So here he reflects on what they meant for him.
Library visits have been a ritual in well-regulated childhoods in Britain and America for seventy years now…. Or in Ray Bradbury’s raptured evocation of the contrast between the tame apparatus of the library on the one hand – with its benevolent ladies presiding and the quintessence of order in the metallic ker-chunk of the date stamper – and the wilds it contained. This is Something Wicked This Way Comes:
The library deeps lay waiting for them.
Out in the world, not much happened. But here in the special night, a land bricked with paper and leather, anything might happen, always did. Listen! and you heard ten thousand people screaming so high only dogs feathered their ears. A million folk ran toting cannons, sharpening guillotines; Chinese, four abreast, marched on forever. Invisible, silent, yes, but Jim and Will had the gift of ears and noses as well as the gift of tongues. This was a factory of spices from far countries. Here alien deserts slumbered. Up front was the desk where the nice old lady, Miss Watriss, purple-stamped your books, but down off away were Tibet and Antarctica, the Congo. (p79)
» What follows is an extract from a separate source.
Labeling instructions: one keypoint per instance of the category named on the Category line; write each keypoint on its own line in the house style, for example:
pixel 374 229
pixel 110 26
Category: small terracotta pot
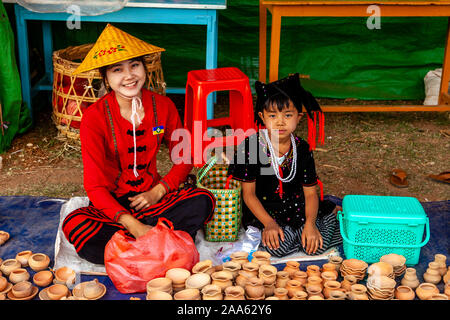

He goes onto say that for him, choosing what to read next was not always so straightforward – the books didn’t shout out to him. He need to sift and discern. But still, Bradbury’s description here perfectly evokes the potential of a shelf of as yet unread books.
All I can say is that it as important now as ever to keep libraries open and thriving. And if we are to shift increasingly to e-books (as seems to be inevitable) then we simply must find ways to share, lend and borrow books just as straightforwardly as we have for the last couple of centuries.